In 1883 the Moursund family, which by then included Anton and three other sons, relocated to nearby Fredericksburg, Texas, where the elder Moursund set up a law practice in partnership with pioneer lawyer and judge A. O. Cooley. During the course of his career, in addition to practicing law, A. W. Moursund Sr. served as county judge, Texas legislator, district attorney, and district judge.

==Family life==
About 1900, Anton Moursund married Elizabeth Patton (1878 – 1965), daughter of Albert L. Patton and Emma Wahrmund Patton of Fredericksburg. During the course of their marriage, the couple had four sons.
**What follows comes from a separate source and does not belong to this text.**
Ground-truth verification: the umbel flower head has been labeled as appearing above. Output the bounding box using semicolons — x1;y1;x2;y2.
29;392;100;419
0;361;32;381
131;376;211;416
Travis Bruce Moursund (1901 – 1959) and Henry Walter Moursund (1902 – 1964) joined their father in his law practice. Roy Lee Moursund (1906 – 1909) died of polio, and Myles Patton Moursund (1911 – 1982) took up residence in Houston.

==Career==
In the early 1900s, Anton N. Moursund joined his father's law firm as partner, practicing in Fredericksburg and Mason, Texas. He was elected to the 27th Texas Legislature in 1901 as representative for Legislative District No. 98 (Blanco, Comal, Gillespie, and Hays Counties). He continued to practice law with his father until his appointment on February 1, 1912, to the bench of the Texas Fourth Court of Civil Appeals. In 1916, he was re-elected to that post for a six-year term, but resigned November 22, 1920, and set up a law practice in San Antonio. He was a member of the Texas State Board of Legal Examiners for 25 years, and its chairman for 12 years. In 1927, he was named the first Dean of San Antonio's St. Mary's University School of Law, a position he held until his retirement in 1938, when he was named Dean Emeritus.

==Death==
Anton Norwald Moursund died July 21, 1965, in San Antonio.